Regia di Ari Aster vedi scheda film
Midsommar è un film che può piacere a 4 o forse anche 5 persone in tutto il mondo. È un film talmente particolare che probabilmente, se non apprezzate questo particolare stile, lo odierete dal primo all’ultimo minuto. Se siete invece tra quelle 4/5 persone che lo sanno apprezzare, lo amerete alla follia.
Midsommar è un film che inevitabilmente dividerà il pubblico. Una parte sarà affascinata e cercherà di cogliere i numerosi simbolismi lasciati dal regista.
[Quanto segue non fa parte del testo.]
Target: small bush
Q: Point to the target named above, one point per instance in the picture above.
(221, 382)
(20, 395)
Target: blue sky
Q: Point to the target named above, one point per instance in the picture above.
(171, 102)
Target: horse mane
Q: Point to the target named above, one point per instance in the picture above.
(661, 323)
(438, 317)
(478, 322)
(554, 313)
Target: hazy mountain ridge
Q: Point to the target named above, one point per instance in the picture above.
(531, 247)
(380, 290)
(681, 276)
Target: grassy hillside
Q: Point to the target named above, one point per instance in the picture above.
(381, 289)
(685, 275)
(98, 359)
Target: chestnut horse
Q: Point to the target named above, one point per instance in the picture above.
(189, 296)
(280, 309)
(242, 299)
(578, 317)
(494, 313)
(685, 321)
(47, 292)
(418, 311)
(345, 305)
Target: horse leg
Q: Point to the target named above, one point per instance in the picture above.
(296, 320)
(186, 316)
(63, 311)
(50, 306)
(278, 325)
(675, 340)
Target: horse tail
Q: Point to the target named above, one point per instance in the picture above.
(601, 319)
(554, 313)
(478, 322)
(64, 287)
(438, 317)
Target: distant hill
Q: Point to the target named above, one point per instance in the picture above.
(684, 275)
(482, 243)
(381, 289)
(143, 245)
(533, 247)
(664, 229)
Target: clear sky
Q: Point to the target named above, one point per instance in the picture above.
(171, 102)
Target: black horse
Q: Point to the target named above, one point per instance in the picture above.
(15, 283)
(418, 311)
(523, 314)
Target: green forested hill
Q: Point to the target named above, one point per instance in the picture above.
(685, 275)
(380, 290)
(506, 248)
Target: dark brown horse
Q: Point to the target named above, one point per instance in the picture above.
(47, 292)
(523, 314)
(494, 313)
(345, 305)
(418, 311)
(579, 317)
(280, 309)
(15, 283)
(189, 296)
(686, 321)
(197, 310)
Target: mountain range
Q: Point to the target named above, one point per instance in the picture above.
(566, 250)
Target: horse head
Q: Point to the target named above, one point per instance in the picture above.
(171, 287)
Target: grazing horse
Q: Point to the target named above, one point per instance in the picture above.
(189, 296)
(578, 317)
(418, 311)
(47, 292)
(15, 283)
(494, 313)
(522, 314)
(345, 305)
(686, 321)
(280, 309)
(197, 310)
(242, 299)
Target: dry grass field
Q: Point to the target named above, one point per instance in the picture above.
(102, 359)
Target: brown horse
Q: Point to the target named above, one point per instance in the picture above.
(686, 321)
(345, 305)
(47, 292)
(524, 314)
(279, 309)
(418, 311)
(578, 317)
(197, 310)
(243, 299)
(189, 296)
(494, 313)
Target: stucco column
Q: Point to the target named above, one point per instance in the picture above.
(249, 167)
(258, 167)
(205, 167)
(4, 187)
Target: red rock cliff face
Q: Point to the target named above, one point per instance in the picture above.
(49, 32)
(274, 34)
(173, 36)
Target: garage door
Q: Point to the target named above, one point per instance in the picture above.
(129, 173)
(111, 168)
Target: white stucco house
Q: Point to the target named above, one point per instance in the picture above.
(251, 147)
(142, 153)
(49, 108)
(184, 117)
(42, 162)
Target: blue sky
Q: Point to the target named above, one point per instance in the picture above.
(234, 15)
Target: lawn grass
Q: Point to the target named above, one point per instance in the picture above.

L’altra uscirà dalla sala disgustata pensando di aver visto un collage di scene senza senso messe totalmente a caso.
Tutte e due le opinioni sono corrette, è inutile pretendere di avere la verità assoluta.
Pertanto io cercherò di dare la mia visione del film e di far capire come mai a me è piaciuto così tanto e perché secondo me la metà del pubblico che lo disprezza non l’ha pienamente capito.
Per fare ciò bisogna entrare nel dettaglio riguardo la trama del film, da molti definita noiosa e priva di avvenimenti, ma in verità densa di eventi e di significati.
Perché se con Hereditary il regista aveva firmato un film senza punti morti e dove la trama procedeva come un treno ad alta velocità, la nuova opera del regista risulta essere invece molto più libera, in quanto il regista si prende i suoi tempi e non è mai accondiscendente verso lo spettatore.
Il film può piacere e può non piacere, ma il coraggio dimostrato da questa giovane promessa è solo da premiare.
Midsommar ha molto probabilmente uno dei prologhi più belli visti negli ultimi anni per quanto riguarda il cinema horror.
Forse solo Get Out e The Witch hanno un inizio altrettanto bello.
Il film inizia in modo glaciale e nei primi cinque minuti mostra solo primi piani di una ragazza che discute con la sua amica al telefono, parlando di problemi legati alla sua vita privata. Il classico spettatore disattento che si annoia facilmente dopo questa sequenza si è già distaccato dal film. Però in questa scena di normale vita quotidiana c’è un piccolo dettaglio che stride con il resto, ovvero l’email della sorella della protagonista che recita: “Sono stanca, mamma e papà verranno con me nel buio”.
Pian piano che la scena procede lo spettatore apprende sempre più dettagli. Si scopre che la sorella è bipolare e che scrive spesso questo tipo di messaggi dalla natura difficilmente fraintendibile. Inoltre la sorella non risponde all’ultimo messaggio della protagonista, laddove invece aveva risposto quasi immediatamente poco prima. Apprendiamo inoltre i problemi tra la protagonista, Dani, e il suo ragazzo, Christian. Conosciamo subito gli amici del ragazzo e capiamo subito chi vuole che la coppia si lasci, chi vuole che rimangano assieme e chi invece se ne frega altamente. I caratteri dei 5 protagonisti sono delineati perfettamente nel giro di un paio di minuti, in quanto questo tipo di comportamento i personaggi lo terranno fino alla fine del film. Ma il puzzle iniziato da Ari Aster non è ancora completo e quando finalmente lo spettatore riesce a riunire tutti i pezzi e a capire quale sarà il motore da cui partirà il film, arriva una telefonata a confermare i timori ormai certi.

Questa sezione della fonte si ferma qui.